А еще в двух купе были миллионеры. Они все и везде покупали. И репу, двадцать копеек штука, где-то на малой остановке за Ярославлем, и семечки, и чай пили ведрами, и у глухонемого календарик с целующимися голубками, и все, что попадало им под руку, без разбора и не торгуясь.

— Хорошие люди, — сказал Проня, когда ему подарили пачку, правда початую, сигарет и три листика жвачки, завернутых в веселую бумагу.

Маня поджала губы и презрительно сказала:

— Капиталисты, капиталисты они и есть...

У нее была давняя и верная привычка ни в чем не соглашаться с Проней и не разделять его восторгов и намерений.

Она и там, в подъезде их дома в Ланске, посупротивничала потому, что поняла, что Проня готов посадить себе того ребенка на шею.

«А может быть, кто и хотел нас разыграть, — думала она потом, не показывая вида, что случай в подъезде как-то взволновал ее. — Аделия Львовна очень просто может учудить такое. Свила навроде как ребенка, а что там внутри — неизвестно».
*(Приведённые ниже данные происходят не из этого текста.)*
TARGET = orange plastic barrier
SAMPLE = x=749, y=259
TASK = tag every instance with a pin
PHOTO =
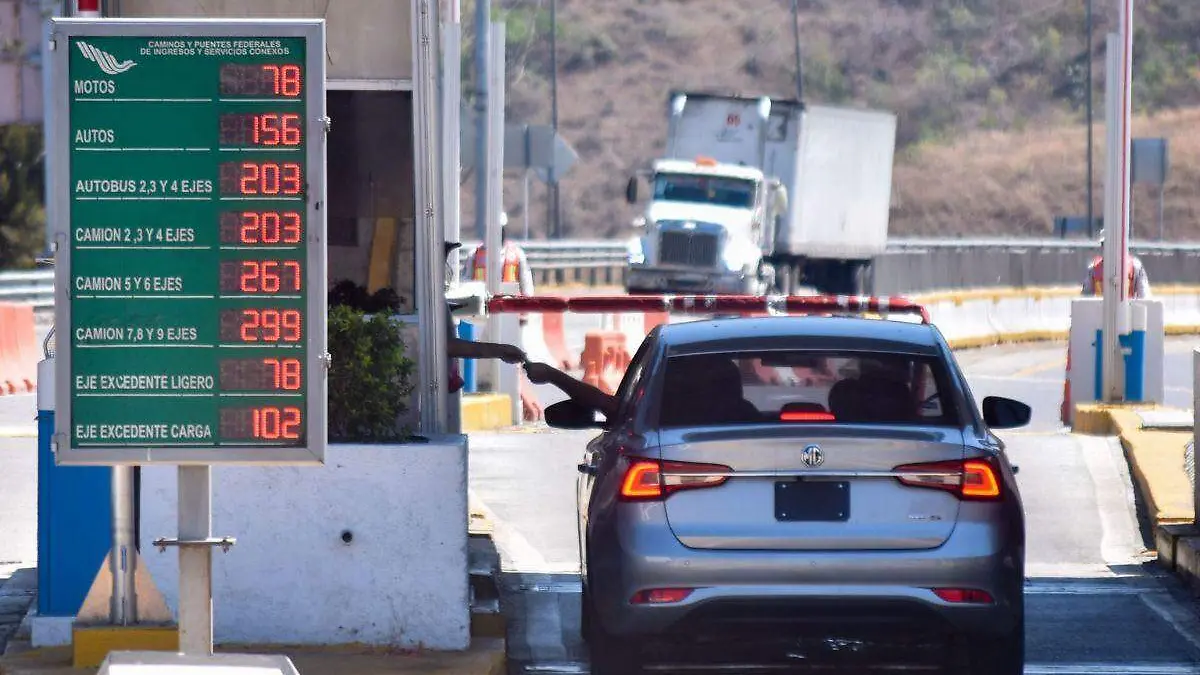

Маня вспомнила, как Аделия раз до смерти напугала старика Гусейкина. Бросила на видном месте, аккурат против двери, бумажник, толстенный такой, откуда только нашла. Но не просто бросила, а к суровой нитке приторочила. Сама спряталась за лестничный поворот. Да как ловко угодила, под самый выход Гусейкина. Он вышел, увидел бумажник. Оглянулся вокруг. Хотел поднять, нагнулся, а бумажник прыг-прыг от него, он за ним, а тот, как живой, прыгает вверх по ступенькам. Старик чуть было нос себе не разбил, и тут Аделия как рявкнет:

— Свои иметь надо! А не за чужими гоняться!..

С Гусейкиным чуть было припадок не приключился...

— Мань, а не напрасно ли мы от того ребенка ушли? — сказал Проня, словно подслушав ее мысли. — Надо бы в милицию заявить.

— Сиди уж, заявитель! — жестко сказала Маня. — Чего ты об этом печешься? И вправду не твой ли? Дура я, дура, что не поинтересовалася...

Три раза в день — утром, в полдень и вечером — через их вагон ходила в ресторан организованная группа туристов.

— Немцы из ФРГ, — определила сразу же Маня, как только увидела группу.